Due to the violence, Congo’s government postponed the vote in Yumbi from December until 31 March, a delay also imposed on the Ebola-affected cities of Beni and Butembo in the east.

While the fighting has ceased in the months following the massacre, tensions between the two communities remain, and the Banunu who continue to live in Yumbi talk of sleepless nights, dreading that their attackers may return.  

Those interviewed by IRIN nearly all stressed the importance of reconciliation among the two communities.  

The Batende man who spoke to IRIN said: “Many of us [Batende] did not want this tragedy to happen and denounce it as barbarism… we want justice to be served and the perpetrators to be punished.

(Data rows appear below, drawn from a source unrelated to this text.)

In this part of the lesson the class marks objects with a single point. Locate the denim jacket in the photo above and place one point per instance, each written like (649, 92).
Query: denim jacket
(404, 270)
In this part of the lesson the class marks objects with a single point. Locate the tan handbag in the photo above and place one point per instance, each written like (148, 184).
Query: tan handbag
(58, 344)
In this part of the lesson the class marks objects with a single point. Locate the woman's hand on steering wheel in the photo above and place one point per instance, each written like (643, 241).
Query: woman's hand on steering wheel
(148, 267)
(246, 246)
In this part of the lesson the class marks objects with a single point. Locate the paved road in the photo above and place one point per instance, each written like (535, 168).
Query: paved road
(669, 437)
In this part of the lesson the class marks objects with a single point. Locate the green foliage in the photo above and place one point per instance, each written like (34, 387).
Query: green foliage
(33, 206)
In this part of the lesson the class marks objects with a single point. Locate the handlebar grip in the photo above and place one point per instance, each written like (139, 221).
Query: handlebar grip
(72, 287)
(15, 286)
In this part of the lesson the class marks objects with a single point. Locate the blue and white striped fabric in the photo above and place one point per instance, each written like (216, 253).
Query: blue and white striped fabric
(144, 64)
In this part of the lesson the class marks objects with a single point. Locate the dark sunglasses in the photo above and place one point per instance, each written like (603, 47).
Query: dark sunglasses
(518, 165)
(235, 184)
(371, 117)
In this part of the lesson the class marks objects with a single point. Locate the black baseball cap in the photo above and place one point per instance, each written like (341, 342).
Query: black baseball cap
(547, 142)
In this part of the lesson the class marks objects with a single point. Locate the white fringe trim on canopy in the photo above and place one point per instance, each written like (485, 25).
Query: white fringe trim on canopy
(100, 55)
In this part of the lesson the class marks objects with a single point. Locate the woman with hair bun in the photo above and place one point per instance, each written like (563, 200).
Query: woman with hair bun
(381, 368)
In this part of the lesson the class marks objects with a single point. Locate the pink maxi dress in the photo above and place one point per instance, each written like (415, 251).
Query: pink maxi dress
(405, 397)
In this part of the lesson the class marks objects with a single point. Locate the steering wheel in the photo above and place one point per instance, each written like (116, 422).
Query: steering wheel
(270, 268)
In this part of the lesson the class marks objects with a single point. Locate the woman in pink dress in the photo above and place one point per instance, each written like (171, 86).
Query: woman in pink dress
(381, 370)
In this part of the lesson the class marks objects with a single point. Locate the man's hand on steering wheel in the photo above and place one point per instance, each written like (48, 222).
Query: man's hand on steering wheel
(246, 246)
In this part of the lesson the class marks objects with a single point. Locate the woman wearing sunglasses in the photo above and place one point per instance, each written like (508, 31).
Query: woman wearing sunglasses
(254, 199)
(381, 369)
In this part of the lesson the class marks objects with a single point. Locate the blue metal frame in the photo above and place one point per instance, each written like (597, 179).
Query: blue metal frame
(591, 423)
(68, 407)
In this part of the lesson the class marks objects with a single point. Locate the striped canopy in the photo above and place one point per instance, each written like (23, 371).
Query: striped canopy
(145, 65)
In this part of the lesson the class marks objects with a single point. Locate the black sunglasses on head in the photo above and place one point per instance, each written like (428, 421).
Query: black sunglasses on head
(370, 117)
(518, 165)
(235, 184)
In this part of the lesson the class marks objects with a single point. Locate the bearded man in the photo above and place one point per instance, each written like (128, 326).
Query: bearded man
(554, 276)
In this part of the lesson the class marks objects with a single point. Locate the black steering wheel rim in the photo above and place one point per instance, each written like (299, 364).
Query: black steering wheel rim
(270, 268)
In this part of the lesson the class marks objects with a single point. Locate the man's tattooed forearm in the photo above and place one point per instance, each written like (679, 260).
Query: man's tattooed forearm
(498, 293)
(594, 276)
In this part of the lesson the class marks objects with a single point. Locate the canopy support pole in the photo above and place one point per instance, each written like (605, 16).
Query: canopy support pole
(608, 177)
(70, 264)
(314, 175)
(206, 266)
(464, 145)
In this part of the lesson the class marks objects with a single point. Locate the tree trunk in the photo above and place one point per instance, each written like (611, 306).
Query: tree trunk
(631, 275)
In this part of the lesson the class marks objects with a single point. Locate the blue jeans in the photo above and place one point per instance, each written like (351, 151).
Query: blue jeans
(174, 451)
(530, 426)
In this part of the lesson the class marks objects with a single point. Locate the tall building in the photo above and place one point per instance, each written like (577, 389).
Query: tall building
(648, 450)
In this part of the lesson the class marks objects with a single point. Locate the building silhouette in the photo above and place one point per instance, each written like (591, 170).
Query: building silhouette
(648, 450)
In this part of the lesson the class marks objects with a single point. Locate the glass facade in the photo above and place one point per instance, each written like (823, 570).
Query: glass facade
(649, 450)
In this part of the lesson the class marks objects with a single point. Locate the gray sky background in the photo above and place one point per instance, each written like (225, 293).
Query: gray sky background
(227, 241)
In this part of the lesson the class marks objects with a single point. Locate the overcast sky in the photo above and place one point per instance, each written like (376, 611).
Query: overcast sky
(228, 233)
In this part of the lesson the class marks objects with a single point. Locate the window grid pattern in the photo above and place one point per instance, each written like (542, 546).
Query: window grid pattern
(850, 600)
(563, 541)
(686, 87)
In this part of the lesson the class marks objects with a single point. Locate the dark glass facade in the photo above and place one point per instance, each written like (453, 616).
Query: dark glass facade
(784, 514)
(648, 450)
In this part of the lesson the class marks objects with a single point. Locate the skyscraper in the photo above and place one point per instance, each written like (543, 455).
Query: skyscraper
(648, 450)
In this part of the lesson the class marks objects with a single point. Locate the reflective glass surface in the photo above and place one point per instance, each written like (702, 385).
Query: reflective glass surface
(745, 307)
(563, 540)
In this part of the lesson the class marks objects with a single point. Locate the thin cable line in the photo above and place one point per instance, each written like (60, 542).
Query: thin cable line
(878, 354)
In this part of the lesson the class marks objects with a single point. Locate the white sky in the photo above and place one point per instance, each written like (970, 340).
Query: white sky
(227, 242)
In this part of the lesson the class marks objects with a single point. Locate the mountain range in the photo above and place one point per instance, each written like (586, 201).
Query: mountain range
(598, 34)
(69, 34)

The truth must be known after the investigations, and the two communities must come to terms [with it].”

Local authorities, in conjunction with the Congolese military, are now urging people to return in time to vote later this month. But the date hardly seems feasible given that thousands remain displaced, many of them far away and some in neighbouring Congo-Brazzaville.

“The government should first investigate the situation and respond to emergencies in Yumbi… and elections can come in two to three months,” said Jule Bango Bobongo, a teacher at Kasobongala secondary school in Yumbi.

“Who is left to vote?” asked Priest Longota, “Everyone has been killed or displaced.”

(TOP PHOTO: An MSF nurse provides care to displaced people now living Moniende island, in the middle of the Congo River, after they fled the massacre in Yumbi in December. CREDIT: Alexis Huguet/IRIN)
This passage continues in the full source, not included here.